To fully use the GPUs potential, you need to get keep all of the slots in the 5-wide VLIW filled up, right? And to do that, if I use float4's as much as possible, then the compiler will be able to easily fill the 4 single precision floating point slots, correct? What do I do to help the compiler do something useful with fifth slot?
Well, if there is no data dependency, the compiler will fill the 5th slot with the first float of the next float4 operation.
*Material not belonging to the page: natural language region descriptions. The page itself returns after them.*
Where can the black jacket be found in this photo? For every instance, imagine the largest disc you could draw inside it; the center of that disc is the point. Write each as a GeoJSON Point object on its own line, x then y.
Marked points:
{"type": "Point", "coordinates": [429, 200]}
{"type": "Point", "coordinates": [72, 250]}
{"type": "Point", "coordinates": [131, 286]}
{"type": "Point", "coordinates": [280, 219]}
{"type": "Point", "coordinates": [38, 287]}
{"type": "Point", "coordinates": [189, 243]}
So if you have 5 independent vector operations, it will take 4 cycles, not 5 because the 5th operation can be packed into the other 4's 5th slot.
It doesn't work "exactly" like this, but this is the general idea.
There's a good chance the kernel is already using T, the fifth part of the VLIW bundle.
Use Stream Kernel Analyzer to find out.
If the kernel is memory-bound then the key is to make the minimum number of trips to memory and fetch in the biggest possible lumps. So float4 fetches from memory are better than float fetches.
With local memory reads and writes float2s or larger are preferable.
When you are ALU bound then manual loop-unrolling is the way to go, if you have any loops to unroll. There's a huge variety of approaches to loop-unrolling.
If you have no loops to unroll then it's possible to create them by making one work item process multiple elements from the domain of execution. Even a simple loop over four such elements processed by a single work item could be enough.
All of these vectorisation techniques run the risk of being unfriendly for other architectures, e.g. NVidia prefers limited unrolling because of register allocation pressure. ATI will also suffer with too much unrolling, so don't go completely crazy.